Canon commence à généraliser son capteur à 18 Mpx et je ne sais pas s'ils vont accroître la définition des capteurs, mais pour moi, il semble que la course aux pixels soit terminée. Avec le D3s, nous avons voulu faire passer un message fort aux professionnels. Ce boîtier n'a que 12 Mpix, mais une excellente gestion du bruit électronique et il a été très bien accepté.

Focus Numérique : Il est toutefois difficile de comprendre qu'un boîtier haut de gamme comme le D300s dispose de moins de pixels que le plus récent D3100 qui est en entrée de gamme non ?

Tôru Uemastu : Oui, vous avez raison. Dès qu'un produit est lancé, de nouveaux développements démarrent et le marché du numérique impose un renouvellement de gamme rapide sur certains produits et notamment les entrées de gamme. Mais la qualité d'une image n'est pas qu'un nombre de pixels et un reflex est un ensemble de technologies qui évoluent.

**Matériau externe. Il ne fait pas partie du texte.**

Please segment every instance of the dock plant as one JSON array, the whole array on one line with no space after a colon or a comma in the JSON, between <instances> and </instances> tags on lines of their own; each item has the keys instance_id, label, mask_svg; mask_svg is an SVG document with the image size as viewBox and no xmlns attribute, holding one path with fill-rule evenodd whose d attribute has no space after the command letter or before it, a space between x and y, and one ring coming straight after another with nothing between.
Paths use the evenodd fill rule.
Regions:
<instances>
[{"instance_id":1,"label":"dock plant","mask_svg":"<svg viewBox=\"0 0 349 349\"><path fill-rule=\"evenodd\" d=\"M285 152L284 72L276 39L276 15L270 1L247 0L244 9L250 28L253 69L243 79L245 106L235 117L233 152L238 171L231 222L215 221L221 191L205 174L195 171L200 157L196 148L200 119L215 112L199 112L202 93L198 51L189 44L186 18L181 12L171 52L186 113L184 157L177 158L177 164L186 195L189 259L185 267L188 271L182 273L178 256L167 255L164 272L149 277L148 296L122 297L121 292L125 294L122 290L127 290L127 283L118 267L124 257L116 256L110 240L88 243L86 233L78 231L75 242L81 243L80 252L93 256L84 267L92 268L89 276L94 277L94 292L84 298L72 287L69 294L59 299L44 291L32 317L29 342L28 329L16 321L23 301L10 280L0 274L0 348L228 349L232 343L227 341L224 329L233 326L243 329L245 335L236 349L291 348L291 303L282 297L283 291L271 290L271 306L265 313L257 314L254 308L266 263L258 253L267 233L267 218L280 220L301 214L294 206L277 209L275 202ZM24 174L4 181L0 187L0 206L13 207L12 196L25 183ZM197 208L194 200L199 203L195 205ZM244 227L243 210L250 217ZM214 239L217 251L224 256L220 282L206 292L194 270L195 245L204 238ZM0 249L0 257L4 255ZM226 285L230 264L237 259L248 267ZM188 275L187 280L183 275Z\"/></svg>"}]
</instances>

Focus Numérique : Vous travaillez donc sur d'autres spécificités que la simple définition ? Peut-on imaginer aller encore plus haut pour la sensibilité ISO par exemple ?

Tôru Uemastu : C'est une demande des professionnels et nous sommes à leur écoute. Alors oui, nous travaillons dans ce sens, mais les autres constructeurs aussi. Les limites ne sont pas encore atteintes.

Focus Numérique : La technologie BSI est-elle intéressante pour les reflex ?

Tôru Uemastu : Nous avons déjà travaillé avec des capteurs BSI CMOS sur des compacts et des bridges. Mais pour des capteurs plus grands, je ne sais pas, je ne suis pas du côté technique. Vous devriez poser la question à un de mes collègues.

Focus Numérique : Que pensez-vous des viseurs électroniques et notamment ceux que Sony utilise sur les Alpha 33 et 55 ?

Tôru Uemastu : C'est très intéressant, mais pour l'instant nos clients préfèrent les viseurs optiques. J'ai essayé ces viseurs et quand on se déplace vite, l'affichage ne suit pas correctement. Dans un futur proche, nous aurons peut-être des viseurs électroniques plus performants. C'est une option naturellement. Si plusieurs fabricants utilisent cette technologie, elle deviendra de moins en moins chère et deviendra encore plus intéressante.